AL AMANECER
Nicolás
tenía una cita con la muerte.
El frío de la oscura madrugada le mordía
como si el viento fuera un carroñero invisible detrás de un bocado a cuenta.
Pensó en Nadia. Y en el lunar de su
boca...
Se le escapó un suspiro, y el denso vaho
serpenteó, elevándose entre la gélida neblina como el humo de una pira en la
que su corazón hubiera ardido de pura pasión, o, como si su alma, impaciente,
ya hubiera renunciado al cuerpo y escapara volando.
Las miradas del pelotón se topaban con la
suya sin detenerse en mirarle, o como mucho lo hacían para ver a través de él
con toda naturalidad como si ya fuera un fantasma.

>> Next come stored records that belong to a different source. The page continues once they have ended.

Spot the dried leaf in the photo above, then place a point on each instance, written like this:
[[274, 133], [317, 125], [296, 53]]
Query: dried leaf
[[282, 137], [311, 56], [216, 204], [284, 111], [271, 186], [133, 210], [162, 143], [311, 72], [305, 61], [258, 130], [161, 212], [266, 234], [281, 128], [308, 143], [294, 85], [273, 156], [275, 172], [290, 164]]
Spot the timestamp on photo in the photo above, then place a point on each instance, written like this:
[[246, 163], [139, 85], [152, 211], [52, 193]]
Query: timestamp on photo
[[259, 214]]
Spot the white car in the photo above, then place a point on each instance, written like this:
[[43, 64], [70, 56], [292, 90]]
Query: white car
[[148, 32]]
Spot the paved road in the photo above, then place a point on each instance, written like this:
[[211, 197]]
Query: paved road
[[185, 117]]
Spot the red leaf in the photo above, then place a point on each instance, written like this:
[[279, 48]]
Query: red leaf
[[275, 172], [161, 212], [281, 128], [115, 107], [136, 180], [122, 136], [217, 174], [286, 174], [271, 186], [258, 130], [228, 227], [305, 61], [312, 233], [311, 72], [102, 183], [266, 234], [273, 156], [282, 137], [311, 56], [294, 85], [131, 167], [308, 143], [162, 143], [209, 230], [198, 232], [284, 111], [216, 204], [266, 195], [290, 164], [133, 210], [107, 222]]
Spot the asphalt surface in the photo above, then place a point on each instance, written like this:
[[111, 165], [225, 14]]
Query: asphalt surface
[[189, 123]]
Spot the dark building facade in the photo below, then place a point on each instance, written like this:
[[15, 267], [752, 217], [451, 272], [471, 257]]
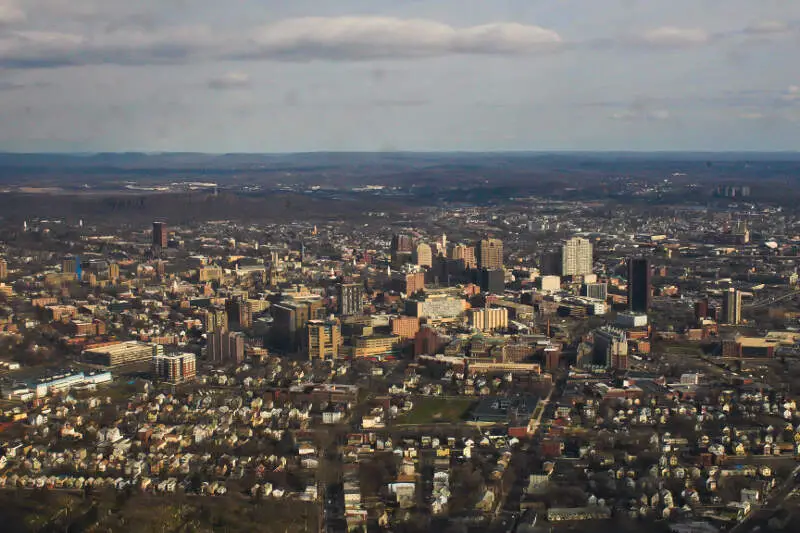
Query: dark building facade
[[159, 235], [639, 285], [350, 298], [492, 281]]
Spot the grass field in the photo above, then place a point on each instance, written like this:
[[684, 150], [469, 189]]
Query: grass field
[[435, 410]]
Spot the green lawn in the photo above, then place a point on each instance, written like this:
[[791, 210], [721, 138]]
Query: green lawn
[[434, 410]]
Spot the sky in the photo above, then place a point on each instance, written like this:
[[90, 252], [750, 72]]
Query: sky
[[385, 75]]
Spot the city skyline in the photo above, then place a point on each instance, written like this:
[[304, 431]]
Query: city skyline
[[385, 76]]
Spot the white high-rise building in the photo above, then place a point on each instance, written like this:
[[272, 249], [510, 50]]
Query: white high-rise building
[[576, 257]]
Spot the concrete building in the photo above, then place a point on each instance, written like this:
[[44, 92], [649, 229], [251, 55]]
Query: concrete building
[[423, 255], [215, 319], [597, 291], [159, 235], [639, 285], [435, 306], [324, 339], [405, 327], [409, 283], [576, 257], [120, 353], [466, 254], [491, 319], [175, 368], [350, 298], [550, 283], [631, 320], [491, 281], [490, 254], [225, 347], [610, 348], [732, 307], [378, 346]]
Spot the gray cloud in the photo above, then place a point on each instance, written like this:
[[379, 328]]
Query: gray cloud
[[15, 85], [11, 12], [672, 37], [36, 49], [768, 27], [136, 38], [360, 38], [230, 80]]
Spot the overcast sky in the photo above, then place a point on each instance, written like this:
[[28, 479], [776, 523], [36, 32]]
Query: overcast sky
[[301, 75]]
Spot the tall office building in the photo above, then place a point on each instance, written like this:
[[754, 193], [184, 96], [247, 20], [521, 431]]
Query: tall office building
[[489, 319], [159, 235], [576, 257], [113, 271], [240, 314], [402, 243], [324, 339], [490, 254], [72, 265], [225, 347], [290, 320], [465, 254], [493, 281], [175, 368], [402, 249], [350, 298], [423, 255], [610, 348], [216, 319], [598, 291], [639, 285], [732, 307]]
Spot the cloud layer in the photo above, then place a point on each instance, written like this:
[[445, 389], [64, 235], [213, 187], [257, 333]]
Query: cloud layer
[[357, 38], [135, 40]]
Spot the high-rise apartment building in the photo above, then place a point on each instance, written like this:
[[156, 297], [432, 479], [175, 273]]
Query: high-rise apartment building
[[490, 254], [576, 257], [732, 307], [324, 339], [350, 298], [423, 255], [159, 235], [175, 368], [639, 285]]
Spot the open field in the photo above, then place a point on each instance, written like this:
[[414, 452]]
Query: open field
[[435, 410]]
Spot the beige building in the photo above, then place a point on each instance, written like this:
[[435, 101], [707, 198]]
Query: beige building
[[423, 255], [376, 346], [576, 257], [490, 254], [324, 339], [464, 253], [491, 319]]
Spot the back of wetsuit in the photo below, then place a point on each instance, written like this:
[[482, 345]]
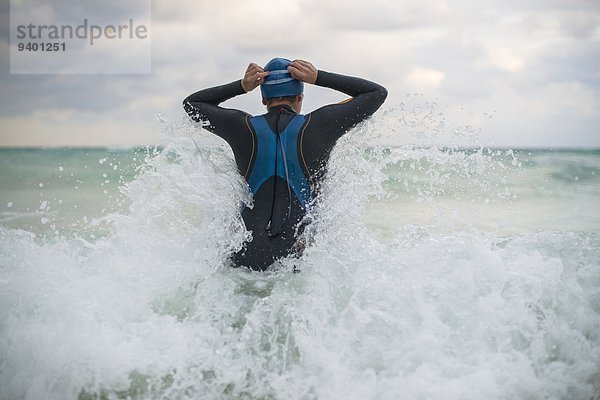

Nicolás tiritaba a la intemperie. Iba
sentado en la parte trasera de un camión militar desprovisto de lona, que
circulaba en sentido contrario a la columna motorizada de más y más camiones
que llegaban a Kolpino con el contingente que se estaba concentrando para la
contraofensiva. El camión solitario se echó a un lado y se detuvo a pesar de ir
con retraso, y dejó paso libre a la rápida procesión de luces de guerra que ocupaba
todo el ancho de una carretera que la nieve acumulada había estrechado.
Nicolás sintió vacío, soledad, desabrigo,
tristeza... Cada vez tenía más frío.
Una sola preocupación le daba una y mil
vueltas en la cabeza: Nadia. Se preguntaba qué sería de ella sin nadie que la
cuidase..., y no pudo dejar de imaginarse lo peor.
Comenzó a despuntar el alba.
La primera luz le pareció ajena sin Nadia
ni el mar. Estaba mal acostumbrado a su sonrisa en la almohada, y a esa
claridad metálica del Báltico en primavera, colándose por el ventanuco de la alcoba
al rayar el día... Al amanecer: cuando el cielo y el agua se funden en un largo
y apasionado abrazo de amantes grises; el horizonte desaparece entre témpanos
de hielo y nubes bajas; y la ciudad parece flotar en el aire, y los buques
volar sobre el reflejo de un Leningrado que se desvanece como por arte de magia
bajo las estelas que van dejando las quillas. Casi al amanecer...: cuando el
sol nocturno de verano se asemeja a un espejismo, y los cuerpos se enredan
entre las sábanas para despedir la noche con renovado amor.
Nadia...
Hacía poco más de un año que la vio por
primera vez. Él tenía dieciocho, Nadia diecisiete, y, a pesar de las penurias
de los primeros días de guerra, siempre recordaba aquel tiempo con cariño
porque iba inevitablemente unido a ella.
En septiembre del cuarenta y uno los
alemanes habían llegado a las puertas de Leningrado. Pero ante la resistencia
del ejército regular y las milicias populares de voluntarios, las tropas
invasoras se vieron obligadas a detener la ofensiva, limitándose a consolidar
posiciones alrededor de la urbe con el propósito de someter a su población a un
largo asedio que los rindiera por hambre y fuego.